Here’s my suggestion for helping ATI devrel help you, from having worked with them for two years:
I have found ATI devrel to be very courteous, and willing to help, within their abilities. They also seem to have either more people or more time now than two years ago – I think firing on all twelve with the R300 did good things for their internal morale.
However, I have found that it’s really hard to get them to replicate and address a problem from simply a description. Trying to describe bugs and have them come to a conclusion has very seldom worked. Sending them a minidump and/or a stack trace sometimes gets progress, sometimes not. Sending them a program of any size WILL get the problem fixed, within a fairly quick time. I’ve sent single 2 kB source snippets, or a CD full of development data, requiring a custom MySQL install; sending them the product seems absolute key.

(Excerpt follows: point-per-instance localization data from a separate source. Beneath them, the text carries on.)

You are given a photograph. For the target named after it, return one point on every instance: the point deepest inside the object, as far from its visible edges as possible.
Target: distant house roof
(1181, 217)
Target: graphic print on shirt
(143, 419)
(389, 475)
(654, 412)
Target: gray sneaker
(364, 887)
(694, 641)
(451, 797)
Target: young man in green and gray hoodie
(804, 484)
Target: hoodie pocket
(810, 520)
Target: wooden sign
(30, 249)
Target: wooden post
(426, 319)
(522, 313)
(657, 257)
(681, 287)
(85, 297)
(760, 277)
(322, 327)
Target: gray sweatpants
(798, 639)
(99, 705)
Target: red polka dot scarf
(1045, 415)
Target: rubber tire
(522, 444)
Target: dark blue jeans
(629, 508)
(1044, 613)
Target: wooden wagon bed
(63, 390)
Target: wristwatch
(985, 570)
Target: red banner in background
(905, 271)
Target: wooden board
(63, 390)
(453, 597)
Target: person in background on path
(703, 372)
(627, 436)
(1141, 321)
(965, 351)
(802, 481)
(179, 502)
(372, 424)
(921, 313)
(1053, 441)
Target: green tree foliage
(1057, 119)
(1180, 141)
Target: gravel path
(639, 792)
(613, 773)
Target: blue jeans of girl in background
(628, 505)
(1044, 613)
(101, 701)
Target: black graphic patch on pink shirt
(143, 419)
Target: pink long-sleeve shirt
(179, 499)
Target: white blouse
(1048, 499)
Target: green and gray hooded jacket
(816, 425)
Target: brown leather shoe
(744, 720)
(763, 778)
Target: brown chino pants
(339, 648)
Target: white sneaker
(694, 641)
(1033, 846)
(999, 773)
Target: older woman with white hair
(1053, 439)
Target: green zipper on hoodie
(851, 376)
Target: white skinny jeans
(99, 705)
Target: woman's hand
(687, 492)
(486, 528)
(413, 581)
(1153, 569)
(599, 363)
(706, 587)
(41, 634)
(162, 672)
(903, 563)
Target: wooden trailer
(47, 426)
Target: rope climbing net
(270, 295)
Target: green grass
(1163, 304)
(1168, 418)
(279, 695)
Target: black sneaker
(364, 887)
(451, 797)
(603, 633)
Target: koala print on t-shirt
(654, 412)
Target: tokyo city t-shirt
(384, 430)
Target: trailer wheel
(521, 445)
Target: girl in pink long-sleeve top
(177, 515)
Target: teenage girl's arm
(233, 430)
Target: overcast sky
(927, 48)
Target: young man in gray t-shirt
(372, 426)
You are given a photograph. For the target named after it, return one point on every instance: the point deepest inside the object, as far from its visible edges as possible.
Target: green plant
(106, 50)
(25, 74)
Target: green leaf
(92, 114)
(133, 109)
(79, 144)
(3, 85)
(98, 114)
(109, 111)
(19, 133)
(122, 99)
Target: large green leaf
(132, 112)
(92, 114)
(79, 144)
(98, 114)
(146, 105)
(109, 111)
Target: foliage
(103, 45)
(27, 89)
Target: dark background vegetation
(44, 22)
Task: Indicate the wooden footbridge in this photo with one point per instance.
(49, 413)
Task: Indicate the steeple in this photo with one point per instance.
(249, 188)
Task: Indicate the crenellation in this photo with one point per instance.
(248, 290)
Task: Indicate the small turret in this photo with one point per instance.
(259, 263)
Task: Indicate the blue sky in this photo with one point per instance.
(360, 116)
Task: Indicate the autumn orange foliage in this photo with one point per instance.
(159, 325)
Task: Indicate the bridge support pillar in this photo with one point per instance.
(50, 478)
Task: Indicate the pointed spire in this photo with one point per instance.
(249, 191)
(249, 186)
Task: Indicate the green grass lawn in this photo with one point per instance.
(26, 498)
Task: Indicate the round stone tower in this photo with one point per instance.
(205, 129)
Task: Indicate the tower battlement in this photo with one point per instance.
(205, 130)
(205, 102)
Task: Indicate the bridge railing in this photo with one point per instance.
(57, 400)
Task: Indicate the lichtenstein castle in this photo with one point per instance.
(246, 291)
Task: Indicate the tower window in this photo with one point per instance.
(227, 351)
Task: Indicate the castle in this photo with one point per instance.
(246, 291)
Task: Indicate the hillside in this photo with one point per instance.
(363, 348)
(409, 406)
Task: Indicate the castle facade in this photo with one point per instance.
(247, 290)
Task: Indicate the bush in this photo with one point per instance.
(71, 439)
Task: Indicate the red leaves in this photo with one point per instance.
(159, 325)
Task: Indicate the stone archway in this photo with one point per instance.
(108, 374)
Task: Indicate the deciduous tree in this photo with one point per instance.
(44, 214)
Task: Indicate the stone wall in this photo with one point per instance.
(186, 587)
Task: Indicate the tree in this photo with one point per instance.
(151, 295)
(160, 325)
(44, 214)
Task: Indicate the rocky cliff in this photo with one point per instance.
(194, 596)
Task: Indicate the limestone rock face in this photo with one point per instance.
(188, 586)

The frustration comes when there’s a bug that hits once a week, on a random machine out of 40 in the QA lab, and there’s no clear reproduction path, and maybe not even clear whether it’s a problem in our code or a driver. If anyone has ideas about how to get further on this, without flying their devteam to our place for a week, I’d appreciate it
By the way: ATI is not the only graphics company that seems to tick in this particular manner – I have had very similar results from three others.
>>>When I first render the strips using normal vertex arrays it runs at 85 Hz. But when I change the modelview to a different from the first one it runs only at 15 Hz after that ? This is not the case on NVidia HW, where it runs smoothly all the time.<<<
If I were you, I would first make a small demo and have people here test it.
Or try it yourself with different drivers.
In this case, changing the mdoelview and getting a huge change in FPS is ridiculous. What are these 2 modelviews. If the first was identity, then its possible I suppose.
And you don’t have a bug really. Just some oddity. That makes it low priority.
I’ll second what jwatte said. A sample app really helps, both because it’s so much easier to find the problem when you can step through the code in a debugger and see where things go wrong, but also because the devrel guys can see the problem themselves and confirm that the bug is on their side. If you just pass a description, then the driver guys will have to write a test app themselves, and that in itself will cause you to end up low on the priority list. If they are unsure about the guy that sended the bug description they may even think that the problem most likely is on the application side, for instance if you use poor language and sound like a 13 year old or if you seam to confuse concepts.
Also, you don’t neccesarily need to write a small extremely simple app, you may just send the app you found the problem in. That’s what I use to do. Just hint where the important code is.
There’s something strange about your app. I tested it on a geforce2go. With my desktop set to 16 bit, your app runs at less than 1fps, with a 32bit desktop it runs around 9-10 fps.
Can you check if you get similar behaviour, and explain why if so.
This is hardly strange, my guess he’s using the stencil buffer, which is not available in 16 bits, which makes in turn OpenGL fall back to software mode.